I am only beginning with this, but I can see where this would stop someone in their tracks. Instead of getting a simple yes/no or number answer, this limit process offers a moving target which keeps getting closer to that limit number L without ever really giving a complete solid result you can write into the box. The notation is also new and somewhat confusing, because an X approaching zero from the "right side" is actually positive and gets a plus sign, though it is moving leftward or in what would be a "negative" direction. And vice versa for a limit approaching the positive from the negative. Everything is in motion here, rather than sitting still in nice orderly ranks. I am making the mental adjustment so that I can live with this. I will not hit the wall, though I may find it closer and closer as if I were approaching, well, a calculus limit.

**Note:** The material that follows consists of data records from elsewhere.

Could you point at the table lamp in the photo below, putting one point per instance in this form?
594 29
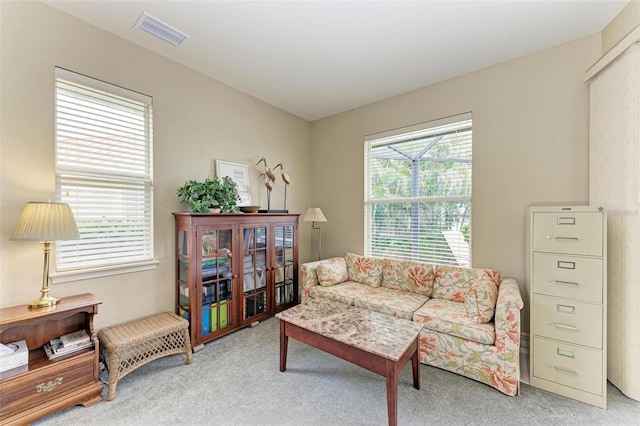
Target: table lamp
46 222
315 215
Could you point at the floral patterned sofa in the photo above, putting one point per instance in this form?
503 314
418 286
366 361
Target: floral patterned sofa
471 316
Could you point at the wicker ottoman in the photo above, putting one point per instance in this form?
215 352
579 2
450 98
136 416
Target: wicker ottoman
127 346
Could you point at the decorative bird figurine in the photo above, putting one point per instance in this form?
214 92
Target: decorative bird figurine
269 186
286 179
267 171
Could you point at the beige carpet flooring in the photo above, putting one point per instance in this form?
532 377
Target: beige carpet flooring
235 380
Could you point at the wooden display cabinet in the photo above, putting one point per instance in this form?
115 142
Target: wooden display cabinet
42 387
233 270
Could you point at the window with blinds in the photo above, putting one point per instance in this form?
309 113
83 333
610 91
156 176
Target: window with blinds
418 192
104 172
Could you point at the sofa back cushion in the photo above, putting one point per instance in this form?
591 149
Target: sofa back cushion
407 275
454 282
480 302
332 271
365 270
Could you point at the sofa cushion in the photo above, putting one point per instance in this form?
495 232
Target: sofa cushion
448 317
407 275
480 302
332 271
454 282
344 293
365 270
392 302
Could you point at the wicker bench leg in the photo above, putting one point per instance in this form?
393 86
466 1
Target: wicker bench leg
113 365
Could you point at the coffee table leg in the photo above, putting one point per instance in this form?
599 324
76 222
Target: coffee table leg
392 392
284 340
415 362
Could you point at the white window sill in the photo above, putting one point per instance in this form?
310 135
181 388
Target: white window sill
87 274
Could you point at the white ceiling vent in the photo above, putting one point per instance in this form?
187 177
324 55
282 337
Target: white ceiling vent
157 28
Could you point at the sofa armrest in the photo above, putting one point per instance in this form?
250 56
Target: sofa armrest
507 320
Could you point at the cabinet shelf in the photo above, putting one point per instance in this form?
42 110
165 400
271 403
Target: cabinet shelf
230 269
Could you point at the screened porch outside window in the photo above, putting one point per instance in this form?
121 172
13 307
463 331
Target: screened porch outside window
418 192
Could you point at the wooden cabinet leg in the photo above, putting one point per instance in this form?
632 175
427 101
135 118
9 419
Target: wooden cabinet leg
392 392
284 341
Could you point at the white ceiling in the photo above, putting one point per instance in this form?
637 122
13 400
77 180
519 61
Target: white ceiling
319 58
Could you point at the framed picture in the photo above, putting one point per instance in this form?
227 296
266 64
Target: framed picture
239 173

And there's also new notation to learn. I still find the "sigma" notation for sums of progressions, surrounded by the parameters for starting, doing, and ending the progression, confusing and even scary. There's something about that big Greek letter S which says "foreign difficult math." I am not taking any chances with the new notation I'm learning for limits. I have been reverently copying it over and over again onto my note pages, along with Anton's explanation: "Expression (3) is read: "The limit of f(x) as x approaches x0 from the right equals L1." But the little arrow that you write below the "lim" abbreviation is pointing rightward, not leftward! The whole matter of those sub-scripts continues to perplex me; I am definitely not used to them yet. Some texts use x0 as the "original" quantity and x as the "worked-on" quantity, while others use x1 as the "earlier" quantity and x2 as the "next" or "worked-on" quantity. This is like the V0 and V1 in my physics problems, which I always read as letters rather than numbers, so that I kept thinking of Vo and Vi as peculiar hair-care products (some of you may remember Vo5 shampoo, which is still available) that somehow got mixed up in physics problems. I have got to get used to all these sub- and super-scripts. The only way for me to do that is to write them over and over again, like a scribe learning the sacred letters, so that they will no longer appear strange and embarrassing to me. They must appear on my papers as if I really knew what they meant.